Governorate (Russia)


A governorate, or a guberniya, was a major and principal administrative subdivision of the Russian Empire. Unlike Russia where gubernias were abolished in 1929, in Ukraine subdivision of gubernias was abolished in 1925. The term is usually translated as government, governorate, or province. A governorate was ruled by a governor, a word borrowed from Latin gubernator, in turn from Greek kybernetes. Sometimes the term guberniya was informally used to refer to the office of a governor.
Selected governorates were united under an assigned governor general such as Grand Duchy of Finland, Tsardom of Poland, Russian Turkestan and others. There also were military governors such as Kronshtadt, Vladivostok, and others. Aside of governorates, other types of divisions were oblasts and okrugs.

First reform

This subdivision type was created by the edict of Peter the Great on December 18, 1708 "On the establishment of the gubernias and cities assigned to them", which divided Russia into eight guberniyas.

Second reform

In 1719, guberniyas were further subdivided into provinces. Later the number of guberniyas was increased to 23.

Changes from 1775: Namestnichestvo (Vice royalty)

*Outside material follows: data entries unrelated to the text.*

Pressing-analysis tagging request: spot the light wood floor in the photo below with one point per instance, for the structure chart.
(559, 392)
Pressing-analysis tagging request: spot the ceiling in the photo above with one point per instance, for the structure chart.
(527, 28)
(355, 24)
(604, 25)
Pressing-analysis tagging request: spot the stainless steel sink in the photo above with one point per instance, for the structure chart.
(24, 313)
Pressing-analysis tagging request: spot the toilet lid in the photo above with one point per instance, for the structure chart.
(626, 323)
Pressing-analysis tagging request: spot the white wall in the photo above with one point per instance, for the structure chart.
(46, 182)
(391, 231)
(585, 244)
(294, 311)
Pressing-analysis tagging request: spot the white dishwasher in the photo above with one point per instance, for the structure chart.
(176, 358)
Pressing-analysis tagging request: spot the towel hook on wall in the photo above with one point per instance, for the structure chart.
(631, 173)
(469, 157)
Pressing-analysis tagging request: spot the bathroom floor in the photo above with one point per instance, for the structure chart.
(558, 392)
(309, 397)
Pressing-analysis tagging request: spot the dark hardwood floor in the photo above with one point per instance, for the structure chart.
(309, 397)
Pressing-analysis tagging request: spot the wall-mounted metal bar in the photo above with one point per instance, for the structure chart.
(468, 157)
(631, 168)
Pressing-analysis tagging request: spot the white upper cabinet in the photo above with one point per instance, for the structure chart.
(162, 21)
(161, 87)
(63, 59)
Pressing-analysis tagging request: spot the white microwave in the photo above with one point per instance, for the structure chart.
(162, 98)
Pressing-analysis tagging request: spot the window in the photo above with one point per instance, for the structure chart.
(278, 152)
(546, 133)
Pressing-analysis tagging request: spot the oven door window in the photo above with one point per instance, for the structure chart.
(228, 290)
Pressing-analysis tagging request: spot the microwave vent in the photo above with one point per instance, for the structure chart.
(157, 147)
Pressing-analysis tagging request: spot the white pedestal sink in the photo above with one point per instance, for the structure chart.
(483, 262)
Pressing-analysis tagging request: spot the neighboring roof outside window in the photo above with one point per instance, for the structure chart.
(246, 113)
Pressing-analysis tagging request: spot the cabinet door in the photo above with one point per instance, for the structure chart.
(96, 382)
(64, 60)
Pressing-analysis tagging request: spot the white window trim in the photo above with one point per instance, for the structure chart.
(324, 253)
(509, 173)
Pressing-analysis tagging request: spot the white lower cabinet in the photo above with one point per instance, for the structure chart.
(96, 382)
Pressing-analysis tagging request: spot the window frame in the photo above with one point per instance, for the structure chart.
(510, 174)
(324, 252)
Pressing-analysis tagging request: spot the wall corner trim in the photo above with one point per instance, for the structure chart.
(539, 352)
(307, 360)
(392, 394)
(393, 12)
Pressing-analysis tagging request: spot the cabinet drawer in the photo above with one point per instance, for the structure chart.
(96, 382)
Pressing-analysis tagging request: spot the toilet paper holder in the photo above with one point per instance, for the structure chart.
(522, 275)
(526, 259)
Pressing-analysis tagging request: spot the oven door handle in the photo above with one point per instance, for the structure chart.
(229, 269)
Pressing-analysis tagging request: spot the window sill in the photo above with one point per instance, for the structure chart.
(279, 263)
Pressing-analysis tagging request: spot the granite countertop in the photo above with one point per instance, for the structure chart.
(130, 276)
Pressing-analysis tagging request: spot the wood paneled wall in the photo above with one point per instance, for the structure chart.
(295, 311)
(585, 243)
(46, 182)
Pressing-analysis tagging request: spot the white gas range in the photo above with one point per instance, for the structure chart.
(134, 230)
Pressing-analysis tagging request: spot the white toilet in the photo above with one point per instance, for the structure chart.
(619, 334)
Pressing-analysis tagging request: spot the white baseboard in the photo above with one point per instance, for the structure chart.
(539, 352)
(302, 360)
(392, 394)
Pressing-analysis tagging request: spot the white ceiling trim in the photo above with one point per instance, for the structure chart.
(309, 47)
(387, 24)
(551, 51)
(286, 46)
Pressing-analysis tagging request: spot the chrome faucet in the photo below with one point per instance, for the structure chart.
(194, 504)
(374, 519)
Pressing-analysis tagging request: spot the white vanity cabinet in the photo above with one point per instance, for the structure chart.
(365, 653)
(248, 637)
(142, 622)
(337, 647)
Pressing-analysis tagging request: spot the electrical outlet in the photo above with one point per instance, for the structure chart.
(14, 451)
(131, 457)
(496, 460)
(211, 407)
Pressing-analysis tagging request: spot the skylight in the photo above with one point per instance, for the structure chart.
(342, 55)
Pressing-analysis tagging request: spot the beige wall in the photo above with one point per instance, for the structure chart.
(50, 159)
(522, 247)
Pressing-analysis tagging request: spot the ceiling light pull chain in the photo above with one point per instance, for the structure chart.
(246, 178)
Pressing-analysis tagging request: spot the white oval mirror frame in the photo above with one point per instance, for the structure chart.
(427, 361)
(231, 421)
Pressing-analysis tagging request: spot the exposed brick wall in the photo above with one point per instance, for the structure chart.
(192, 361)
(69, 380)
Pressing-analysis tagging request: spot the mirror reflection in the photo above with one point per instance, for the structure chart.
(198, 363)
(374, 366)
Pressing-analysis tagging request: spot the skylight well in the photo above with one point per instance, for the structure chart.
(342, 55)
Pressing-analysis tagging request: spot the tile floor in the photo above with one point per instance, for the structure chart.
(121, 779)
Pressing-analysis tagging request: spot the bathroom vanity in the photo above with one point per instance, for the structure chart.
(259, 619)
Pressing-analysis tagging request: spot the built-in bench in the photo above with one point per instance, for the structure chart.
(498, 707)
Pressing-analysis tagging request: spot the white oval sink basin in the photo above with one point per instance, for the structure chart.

By the reform of 1775, subdivision into guberniyas and further into uyezds, was based on population size, and the term guberniya was replaced by the synonym of Russian origin: namestnichestvo, sometimes translated as "viceroyalty". The term guberniya, however, still remained in use. These viceroyalties were governed by namestniki or "governors general". Correspondingly, the term "governorate general" was in use to refer to the actual territory being governed. The office of governor general had more administrative power and was in a higher position than the previous office of governor. Sometimes a governor general ruled several guberniyas.
By the ukase of the Russian Senate of December 31, 1796, the office of governorate general was demoted to the previous level of governorate, and Russia was again divided into guberniyas, which were subdivided into uyezds, further subdivided into volosts ; nevertheless several governorates general made from several guberniyas existed until the Russian Revolution of 1917.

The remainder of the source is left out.